Philip was simply present, stable, solid and supportive throughout. They say that behind every successful man there is a strong woman. But the same is true that behind every strong woman is a great man.
Without his support, Her Majesty could not have been the remarkable Queen we all love.
He told her the truth. He was her rock, offering guidance and support in the background.
I know this from first-hand experience too. As I built my career, working extremely long hours, I was coping with various and numerous pressures.
Without the support of a loving husband who gave me unwavering support, spoke his mind and surrounded me with love it would quite simply have been impossible.
They say that leadership done well is a lonely job. I know this is true. But the Queen knows this more than almost any human alive. She is our symbolic head of state and has the responsibility of history that goes back thousands of years.
Her life could be lonelier than most but with Prince Philip at her side she was always part of a team. She could rely on his directness, his charm and his humour to help her deal with the many challenges she and her family have had to face.
Those challenges are many and varied, from the Second World War through to the 1980s and 1990s, when they endured several divorces of their children, the death of Princess Diana and a fire at Windsor Castle.
This past year has perhaps been more challenging than most, with the pandemic and the devastating effects that has had on our country.
Through it all, Prince Philip has been by her side.
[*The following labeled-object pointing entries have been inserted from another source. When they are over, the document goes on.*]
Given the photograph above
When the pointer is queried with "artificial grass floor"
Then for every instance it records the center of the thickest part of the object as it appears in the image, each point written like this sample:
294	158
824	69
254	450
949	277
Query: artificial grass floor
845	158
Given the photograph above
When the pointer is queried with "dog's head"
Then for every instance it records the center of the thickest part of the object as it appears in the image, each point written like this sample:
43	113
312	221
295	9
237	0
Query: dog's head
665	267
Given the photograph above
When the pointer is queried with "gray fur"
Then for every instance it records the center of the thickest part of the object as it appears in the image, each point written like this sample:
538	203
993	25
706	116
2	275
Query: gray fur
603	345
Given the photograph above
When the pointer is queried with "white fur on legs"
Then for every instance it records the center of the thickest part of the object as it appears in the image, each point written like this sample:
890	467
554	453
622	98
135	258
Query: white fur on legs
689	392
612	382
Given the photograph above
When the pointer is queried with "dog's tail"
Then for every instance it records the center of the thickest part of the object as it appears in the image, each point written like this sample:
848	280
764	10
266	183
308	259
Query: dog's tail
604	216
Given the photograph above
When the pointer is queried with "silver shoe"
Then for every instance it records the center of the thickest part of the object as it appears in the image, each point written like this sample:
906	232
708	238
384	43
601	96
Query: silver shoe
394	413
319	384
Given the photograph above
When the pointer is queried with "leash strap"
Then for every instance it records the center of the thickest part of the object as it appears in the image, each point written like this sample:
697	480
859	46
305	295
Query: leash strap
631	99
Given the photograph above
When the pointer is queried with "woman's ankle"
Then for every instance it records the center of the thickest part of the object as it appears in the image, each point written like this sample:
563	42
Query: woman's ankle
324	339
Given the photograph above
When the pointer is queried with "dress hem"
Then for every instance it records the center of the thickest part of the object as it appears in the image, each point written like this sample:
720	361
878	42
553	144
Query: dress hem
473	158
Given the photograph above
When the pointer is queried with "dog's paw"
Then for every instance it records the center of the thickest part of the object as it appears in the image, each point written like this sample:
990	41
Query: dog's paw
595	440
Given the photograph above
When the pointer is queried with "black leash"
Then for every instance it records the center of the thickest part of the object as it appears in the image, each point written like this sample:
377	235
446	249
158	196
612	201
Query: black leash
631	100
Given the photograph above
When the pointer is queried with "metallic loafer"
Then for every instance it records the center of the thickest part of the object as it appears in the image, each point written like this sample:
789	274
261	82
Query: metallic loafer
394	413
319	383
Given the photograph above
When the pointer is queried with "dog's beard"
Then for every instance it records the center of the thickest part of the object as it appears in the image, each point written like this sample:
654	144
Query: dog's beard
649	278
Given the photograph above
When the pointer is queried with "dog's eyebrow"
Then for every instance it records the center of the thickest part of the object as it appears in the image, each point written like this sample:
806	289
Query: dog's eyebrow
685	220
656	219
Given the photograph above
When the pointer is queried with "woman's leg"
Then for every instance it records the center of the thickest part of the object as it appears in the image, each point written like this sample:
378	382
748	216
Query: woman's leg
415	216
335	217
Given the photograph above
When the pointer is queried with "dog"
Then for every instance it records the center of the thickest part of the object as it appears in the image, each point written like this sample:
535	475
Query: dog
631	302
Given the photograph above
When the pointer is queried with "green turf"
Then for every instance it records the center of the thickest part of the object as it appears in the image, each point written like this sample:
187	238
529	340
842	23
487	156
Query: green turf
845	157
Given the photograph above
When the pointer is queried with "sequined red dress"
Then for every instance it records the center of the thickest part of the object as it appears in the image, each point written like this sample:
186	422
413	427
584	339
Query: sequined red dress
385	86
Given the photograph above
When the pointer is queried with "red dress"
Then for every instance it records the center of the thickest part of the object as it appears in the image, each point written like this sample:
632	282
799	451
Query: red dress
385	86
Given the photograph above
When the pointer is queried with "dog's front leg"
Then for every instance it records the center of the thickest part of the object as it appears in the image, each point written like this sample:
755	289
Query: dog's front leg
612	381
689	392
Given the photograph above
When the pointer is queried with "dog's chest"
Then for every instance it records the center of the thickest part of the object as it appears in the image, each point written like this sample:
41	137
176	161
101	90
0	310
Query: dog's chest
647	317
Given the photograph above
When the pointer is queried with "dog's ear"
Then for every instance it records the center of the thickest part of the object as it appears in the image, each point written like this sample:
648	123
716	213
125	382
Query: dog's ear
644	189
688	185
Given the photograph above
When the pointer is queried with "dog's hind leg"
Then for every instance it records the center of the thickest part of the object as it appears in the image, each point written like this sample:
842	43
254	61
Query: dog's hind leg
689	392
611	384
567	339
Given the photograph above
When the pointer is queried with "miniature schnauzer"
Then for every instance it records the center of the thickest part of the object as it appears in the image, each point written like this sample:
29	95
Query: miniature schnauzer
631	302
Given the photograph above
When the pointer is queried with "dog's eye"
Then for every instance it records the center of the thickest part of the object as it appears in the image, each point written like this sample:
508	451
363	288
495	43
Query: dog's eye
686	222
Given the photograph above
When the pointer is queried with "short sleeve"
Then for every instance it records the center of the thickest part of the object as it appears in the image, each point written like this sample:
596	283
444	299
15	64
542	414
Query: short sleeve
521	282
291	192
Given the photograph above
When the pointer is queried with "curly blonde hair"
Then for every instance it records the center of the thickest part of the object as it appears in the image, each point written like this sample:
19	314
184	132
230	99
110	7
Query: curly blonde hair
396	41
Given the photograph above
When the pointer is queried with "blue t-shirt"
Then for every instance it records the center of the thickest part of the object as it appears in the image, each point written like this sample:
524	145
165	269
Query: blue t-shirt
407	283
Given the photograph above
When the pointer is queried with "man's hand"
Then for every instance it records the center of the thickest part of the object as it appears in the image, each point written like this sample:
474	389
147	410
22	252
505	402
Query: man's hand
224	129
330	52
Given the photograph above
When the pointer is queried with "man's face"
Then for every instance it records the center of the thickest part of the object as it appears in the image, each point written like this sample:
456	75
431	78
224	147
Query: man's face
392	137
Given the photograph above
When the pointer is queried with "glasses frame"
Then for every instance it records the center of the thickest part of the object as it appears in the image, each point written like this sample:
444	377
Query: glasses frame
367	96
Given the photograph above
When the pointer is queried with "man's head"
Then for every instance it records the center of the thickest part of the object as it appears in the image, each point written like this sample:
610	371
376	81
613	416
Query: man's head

During the Diamond Jubilee pageant, 670 boats sailed down the River Thames in London. I was on the boat sailing right next to theirs as a guest of the organiser.
For four long hours, in miserable wet weather and extremely strong winds, I watched Prince Philip and the Queen standing together.
Not once did they sit down. Not once did they complain. They smiled and waved in what must be a bit of a metaphor for the lives they lived in public.
His life was dedicated to duty and to the Queen, and his death is a huge loss for the Royal Family. And the fact that there will be no state funeral, or indeed any public funeral during this public health crisis, will mean that they will have to mourn their loss privately.
Perhaps, though, that will count as a blessing in disguise, giving them time to mourn the man who, as well as being the Duke of Edinburgh, was also a loving husband, father, grandfather and great grandfather.